With our personal safety in mind, Dark-humored Dan and I thought it best if Magnum found a boyfriend. Soon. Like yesterday. Luckily, she met someone online and all of our lives improved…for awhile.
Much to my regret, Magnum was single again, Dark-humored Dan but a memory and I walked around wracking my brain thinking, "Who can I get to shtup my boss?"
Kickball
I joined an adult co-ed kickball team that played near the Washington Monument on the National Mall. The team was for University of Florida alumni, so it was a great way to meet people and immediately have something in common; it felt like a big family of extended cousins (except when necking was involved).
The game was not the mirror image of the version played as a kid; they pitched the ball violently – it bounced (and zigzagged!). So, seeing the difficulty my teammates were having kicking the ball, I made a request when I stepped up to the plate:
"Excuse me…"
No response from the pitcher, because I'm probably the only person/fool who invoked "excuse me" in drunken co-ed kickball.
"Excuse me, Pitcher…"
He then looked my way.
"Umm, can you pitch it gently….yeah, I like it gentle (shrug of my shoulders)."

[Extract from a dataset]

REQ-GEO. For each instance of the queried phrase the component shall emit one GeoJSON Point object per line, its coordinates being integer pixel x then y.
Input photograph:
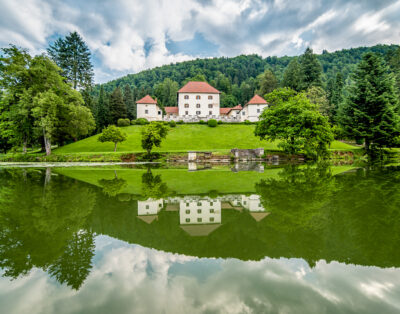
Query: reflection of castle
{"type": "Point", "coordinates": [200, 215]}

He was amenable to my request for gentility and even offered to be gentle with me in other "games" that he alluded to. Yes, chubby pitcher with an under-bite, you're exactly who I want to wake up lying next to.
My stellar performance during that game was documented in the weekly kickball newsletter (Holy cow, thinks the girl who was always the last one picked for sports teams in elementary school).
Sibling Woes
For young professionals who share a city and genes, the sibling dynamic can change when you're both no longer going to the movies or out to eat on your parents' dollar. At least this became the case with my older sister, Julie.
Julie turned out to be a cheater. When both people's entrees cost a similar price, it makes sense to split the bill – this my sister agreed with – but when it came to dropping the green, she often said, "How about you put $20 and I'll put $10?"
Sometimes Julie would get creative with her attempts at chicanery like, "I got a parking ticket today…do you want me to be broke?" Who has the entry-level job here?
Another practice (in theory) was to take turns: I got one meal, she'd get the next. Guess who kept playing dumb when it was her turn?
Playing School, For Real
"Hi, I'm Jackie. Happy Thursday." And so began my stint as a volunteer English teacher to speakers of other languages. The world of TESOL – my new stomping grounds. Nothing felt better than being addressed as "teacher" [T-churr].
I taught grammar (that I first had to re-teach to myself the night before class) and life skills to immigrants one night per week. Unfortunately, because I am a subscriber to Jackie-speak, those well-meaning people walked around DC using words like woah, neat, super fun, yikes, and geez Louise.
Lasting lesson – For many of us, we learn what we do/don't like about our full-time job, but it's not enough passion fodder to know exactly what else we'd rather be doing. While helping others (balm for the soul), volunteering can also help you discover what you do/don't like beyond the material for consideration within your regular job. Volunteering can also be a way to moonlight before quitting your current job to pursue something you think you would like to do.